Tuesday, September 26, 2006 07:56 AM
Original article: I Like to Watch

The Meat of the Thing

I've waited to respond to HH's review until after I saw the second episode of the show. I wanted to give it -- both the show and the review--some time to percolate.

Well, I've done so, and I have to say that HH is both right--and wrong. On the absolute scale of things, the concerns of the people in the show are pretty small potatos: their paychecks, the worth of their work, how much their egos get stroked. And we're used to shows that pump up the stakes--trusting that we won't be interested in the doings of mere mortals. It's got to be life or death; it's got to Jack Bauer, all the time. Or we simply don't care.

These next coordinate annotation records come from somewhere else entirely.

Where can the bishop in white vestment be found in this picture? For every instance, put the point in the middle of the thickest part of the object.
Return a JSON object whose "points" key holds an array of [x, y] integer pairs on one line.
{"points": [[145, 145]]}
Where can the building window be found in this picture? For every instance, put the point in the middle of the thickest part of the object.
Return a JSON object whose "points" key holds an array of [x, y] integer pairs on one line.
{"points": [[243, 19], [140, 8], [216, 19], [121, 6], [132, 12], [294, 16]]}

It's especially infuriating to folks like HH when the subject is TV. Disregard the fact that TV is still the big medium for the culture; disregard the fact that we shape our lives, our jobs, our politics, and our very identities based upon what we see on TV. It's just TV, after all. Ubiquitous, insidious, trivial, utterly quotidian. The Muzak of our lives. The stuff they make HH watch every damn day in order to get a paycheck.

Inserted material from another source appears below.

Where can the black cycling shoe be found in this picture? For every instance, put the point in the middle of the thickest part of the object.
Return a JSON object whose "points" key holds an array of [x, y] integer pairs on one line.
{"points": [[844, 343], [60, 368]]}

What must be absoutely maddening to HH is how much these people care about what they do, the passion they bring to their work. Sure, it's all wrapped up in their egos, their paycheck, their drug habits, and their sex lives. People not as angry as HH might even say that this is Sorkin's genius--like the playwright that Arthur Miller called The Great Intimidator, he writes about everything, and everything touches every other thing.

And this is an age in which we're told, repeatedly, especially by folks who spend their time, after all, writing about nothing more important than TV, that we shouldn't care. Irony is the order of the day: "The best lack all conviction, while the worst Are full of passionate intensity." This is a show that cares, that cares deeply, passionately, and, according to HH, way too much, about what it writes about. As Sorkin did with politics, so now he attempts (again) with TV: to make us care, as he does.

And, as HH notes, the show has brilliant dialogue, a great cast, intriguing plots: so let's all hate it together.

Tuesday, September 26, 2006 12:49 PM

The Memory Hole

How do we know that what we're going to see is the original document--that is has not been redacted to meet the Administration's political needs?

Tuesday, October 3, 2006 01:09 PM

Great Minds

"You're doing a heck of a job, Denny!"